Joel Engel notes that the LAPD is about to start a formal program of instructing officers to not enforce a California state law about vehicle impoundment.

Because the LAPD believes that this law has a disparate impact on illegal immigrants.

Two thoughts:

1) This isn’t the LAPD coming to some internal, unspoken agreement about the enforcement of a particular law. Cops ignore lots of legal infractions all the time, based on reasonably well-defined situational expectations–speeding, loitering, soliciting. That all falls under the rubric of “discretion,” and allowing law enforcement officials some degree of discretion is a good thing. As a society, we ask for both equal protection of the laws and public peace, and we trust officers to strike the right balance using their best judgment.

But this is different, because it’s not informal, individual discretion–it’s policy. Promulgated and enforced by the law enforcement agency.

2) If the LAPD is allowed to officially ignore California state law, then it is, in effect, creating its own laws. Already in charge of law enforcement, the LAPD has now abrogated to itself law creation, making itself a legislative body, too. And if you don’t like the laws the LAPD comes up with, go vote them out of office. Oh, wait a minute . . .

It strikes me that this story should outrage just about everybody. Conservatives should flip out, because it’s a perversion of the law. Liberals should flip out because it opens the door to the kind of authoritarianism they see around every corner. And the legal and political classes should flip out because the cops are squatting on their property.

Yet I suspect that more parochial concerns will push this straight down the memory hole. Conservatives won’t want to criticize the police, because Cops Are Good. Liberals will like the policy itself, because it favors illegal immigrants. And the locals lawyers and pols will view it as less make-work for themselves.

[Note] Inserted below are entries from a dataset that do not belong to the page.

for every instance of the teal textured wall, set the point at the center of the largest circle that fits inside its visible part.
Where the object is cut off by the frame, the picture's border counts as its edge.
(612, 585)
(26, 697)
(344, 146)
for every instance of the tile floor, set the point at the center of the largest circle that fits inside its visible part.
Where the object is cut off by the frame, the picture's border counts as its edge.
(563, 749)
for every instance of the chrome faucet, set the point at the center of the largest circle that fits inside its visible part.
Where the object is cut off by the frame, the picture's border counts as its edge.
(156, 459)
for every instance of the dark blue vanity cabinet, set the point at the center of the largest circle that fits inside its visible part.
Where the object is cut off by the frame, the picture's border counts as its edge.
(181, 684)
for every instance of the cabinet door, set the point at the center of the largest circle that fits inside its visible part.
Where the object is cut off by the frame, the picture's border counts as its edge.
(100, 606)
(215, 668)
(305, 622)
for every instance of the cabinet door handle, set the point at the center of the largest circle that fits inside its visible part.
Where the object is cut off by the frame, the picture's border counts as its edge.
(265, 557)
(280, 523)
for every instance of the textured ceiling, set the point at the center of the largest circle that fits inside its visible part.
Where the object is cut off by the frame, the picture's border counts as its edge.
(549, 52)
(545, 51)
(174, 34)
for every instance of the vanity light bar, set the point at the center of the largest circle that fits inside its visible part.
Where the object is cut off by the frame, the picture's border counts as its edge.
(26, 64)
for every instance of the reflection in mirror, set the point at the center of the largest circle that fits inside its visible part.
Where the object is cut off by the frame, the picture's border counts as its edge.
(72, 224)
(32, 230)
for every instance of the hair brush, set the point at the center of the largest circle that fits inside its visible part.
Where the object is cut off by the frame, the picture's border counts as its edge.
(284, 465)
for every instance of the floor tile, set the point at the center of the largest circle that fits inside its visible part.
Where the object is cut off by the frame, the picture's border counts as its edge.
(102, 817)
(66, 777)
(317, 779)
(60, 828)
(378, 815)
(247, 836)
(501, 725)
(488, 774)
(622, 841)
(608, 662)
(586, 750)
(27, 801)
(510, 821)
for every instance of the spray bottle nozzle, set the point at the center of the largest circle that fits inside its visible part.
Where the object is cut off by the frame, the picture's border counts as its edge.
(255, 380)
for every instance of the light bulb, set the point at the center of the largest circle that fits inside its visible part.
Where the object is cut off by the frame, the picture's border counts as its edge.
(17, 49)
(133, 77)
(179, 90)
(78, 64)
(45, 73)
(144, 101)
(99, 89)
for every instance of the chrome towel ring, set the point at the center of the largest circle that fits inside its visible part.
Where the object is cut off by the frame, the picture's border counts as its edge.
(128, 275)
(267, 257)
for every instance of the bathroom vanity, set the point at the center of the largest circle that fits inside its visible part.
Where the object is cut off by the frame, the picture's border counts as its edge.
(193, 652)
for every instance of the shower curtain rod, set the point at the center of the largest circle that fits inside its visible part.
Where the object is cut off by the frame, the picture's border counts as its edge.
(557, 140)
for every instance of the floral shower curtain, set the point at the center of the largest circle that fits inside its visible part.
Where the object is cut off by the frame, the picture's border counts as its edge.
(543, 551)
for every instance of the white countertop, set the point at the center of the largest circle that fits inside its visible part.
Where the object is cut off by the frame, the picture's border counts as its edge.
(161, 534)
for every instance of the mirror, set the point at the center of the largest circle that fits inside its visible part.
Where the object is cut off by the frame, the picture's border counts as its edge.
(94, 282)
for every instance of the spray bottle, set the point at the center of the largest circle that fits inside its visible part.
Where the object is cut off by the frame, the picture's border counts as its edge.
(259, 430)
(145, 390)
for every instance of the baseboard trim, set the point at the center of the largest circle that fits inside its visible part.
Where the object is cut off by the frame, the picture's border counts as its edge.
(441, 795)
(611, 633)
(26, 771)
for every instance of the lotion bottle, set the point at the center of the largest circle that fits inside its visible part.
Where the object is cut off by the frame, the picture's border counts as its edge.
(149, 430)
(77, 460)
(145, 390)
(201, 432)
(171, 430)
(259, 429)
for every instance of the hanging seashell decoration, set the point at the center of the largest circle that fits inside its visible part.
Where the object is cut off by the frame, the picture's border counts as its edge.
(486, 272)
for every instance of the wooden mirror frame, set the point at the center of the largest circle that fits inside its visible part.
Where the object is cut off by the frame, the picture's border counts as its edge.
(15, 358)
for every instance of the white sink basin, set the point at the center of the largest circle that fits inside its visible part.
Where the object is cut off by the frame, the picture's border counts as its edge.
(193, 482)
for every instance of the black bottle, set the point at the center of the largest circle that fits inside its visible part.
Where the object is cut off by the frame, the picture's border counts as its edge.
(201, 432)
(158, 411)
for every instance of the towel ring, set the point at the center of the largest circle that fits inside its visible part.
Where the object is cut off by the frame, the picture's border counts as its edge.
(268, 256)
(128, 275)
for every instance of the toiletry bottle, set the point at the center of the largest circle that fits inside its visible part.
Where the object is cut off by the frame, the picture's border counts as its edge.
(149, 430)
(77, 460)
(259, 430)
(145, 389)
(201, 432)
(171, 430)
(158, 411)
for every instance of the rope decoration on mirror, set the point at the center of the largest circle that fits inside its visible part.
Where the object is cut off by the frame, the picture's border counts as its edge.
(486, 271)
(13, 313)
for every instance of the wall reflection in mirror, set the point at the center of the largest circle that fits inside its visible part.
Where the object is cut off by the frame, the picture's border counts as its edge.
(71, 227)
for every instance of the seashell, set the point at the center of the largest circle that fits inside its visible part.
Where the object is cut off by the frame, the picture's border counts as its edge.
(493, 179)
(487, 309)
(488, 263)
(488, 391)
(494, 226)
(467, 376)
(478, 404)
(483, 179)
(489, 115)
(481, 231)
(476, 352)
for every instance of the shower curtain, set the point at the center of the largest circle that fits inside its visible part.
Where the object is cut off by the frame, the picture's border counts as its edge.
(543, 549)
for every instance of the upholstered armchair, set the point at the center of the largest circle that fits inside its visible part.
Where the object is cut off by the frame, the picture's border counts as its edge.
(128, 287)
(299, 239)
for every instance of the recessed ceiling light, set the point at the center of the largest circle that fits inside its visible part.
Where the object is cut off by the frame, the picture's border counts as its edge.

  1. Nedward March 26, 2012 at 7:18 am

    Can’t say if it’s textbook but John Derbyshire of National Review used to write about something called “The Easier-for-Them Association”…

  2. REPLY
  3. Anonymous Mike March 26, 2012 at 10:27 am

    As the link mentions, the reason unlicensed drivers aren’t supposed to be driving is that they are greater danger to other motorists, whether because they haven’t passed the relevant tests or had their licenses revoked because of past behavior. It’s more than just abuse by law enforcement from which we can write a chapter in your high school civics book, by giving them back their car with the clear purpose of having them drive you are enabling reckless acts of endangerment. The purpose is to keep them off the road…. what’s next change the oil and make sure they have a full tank of gas?

    As Czabe might have said it’s like giving a methed-up chimp an Uzi or even more crazy allowing known straw purchasers for the Mexican drug cartels to buy and distribute assault rifles. Nothing good can come from this.